The restoration that the Netflix model tries? In any case, this is the bet of the French brand Pizza Del Arte, which has just launched a subscription system to eat in its restaurants.
The concept: you pay 35 euros per month (30 euros the first month) and you can have lunch or dinner once a day in a group restaurant. Launched in October, the service is currently available in 13 of the group’s 200 restaurants: Boulogne-Billancourt, Colmar, Lyon, Metz, Rennes and Toulouse. By joining, customers agree for a period of 6 months.
The subscription refers to a single person and gives access to a single dish from a selection of five pizzas and two pasta dishes to eat on the spot. The client who wants a drink or a coffee will have to pay for it in addition.
The offer therefore seems to be aimed primarily at employees for their midday lunch.
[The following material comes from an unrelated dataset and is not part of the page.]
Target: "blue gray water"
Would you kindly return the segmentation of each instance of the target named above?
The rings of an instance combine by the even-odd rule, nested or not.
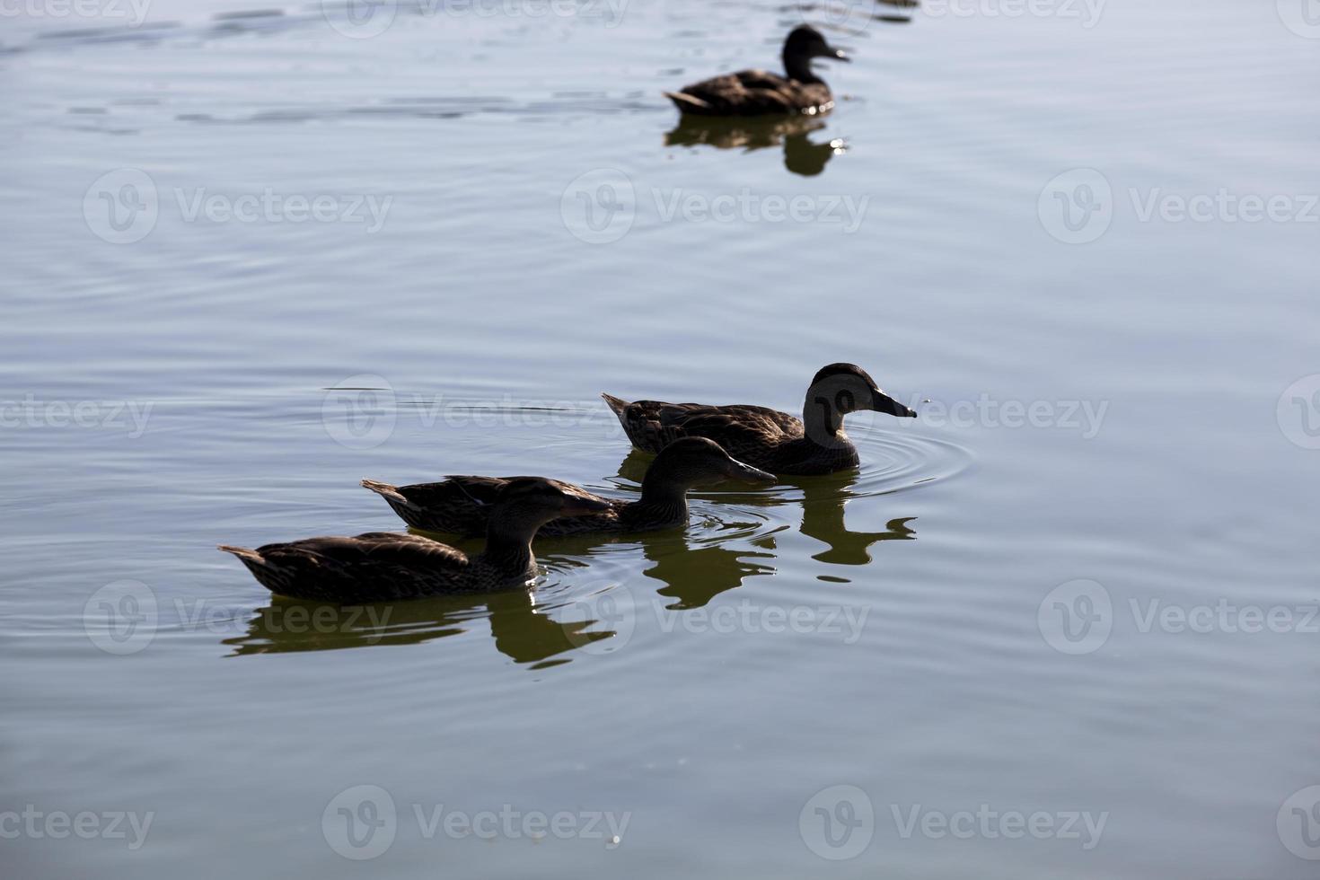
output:
[[[78,9],[0,36],[7,876],[1315,876],[1315,9]],[[830,116],[675,131],[801,20]],[[857,475],[532,599],[214,549],[837,360]]]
While the Covid and teleworking have reduced attendance at restaurants at lunchtime, the large restaurant chains are tempted to retain their customers with these types of offers. In the United States, the large popular chain Taco Bell offers its customers a taco a day for $10 a month. In France, the British brand Prêt-à-Manger launched a few weeks ago the “Café Pret” subscription that gives access for 25 euros per month (12.50 euros the first) to five drinks per day.
What business model?
A subscription concept that also tempts the most classic restaurants such as the UNI bistro in Lyon. There is no free dish in this establishment but there are lower prices for customers who have subscribed to a subscription of 5.90 euros per month. For example, you will pay for your chicken porcini with mushrooms 7.90 euros instead of 13.90 euros which is the price shown on the menu.
If this business proposition is attractive to the customer, is there a viable business model for the restaurants that try it? Industry experts doubt it.
Del Arte’s offer refers to dishes at 8 euros. At a rate of 2.5 times per week, this represents a cost of 80 euros per month for only 35 euros paid. Therefore, success is based on the extras that the customer will take away and that are not included in the package, such as a drink, a dessert and a coffee.
The economic model of these subscriptions is mainly based on the extras that the customer will pay additionally. Here again, the Prêt-à-Manger concept, which only gives access to one drink, seems more conducive to impulse purchases.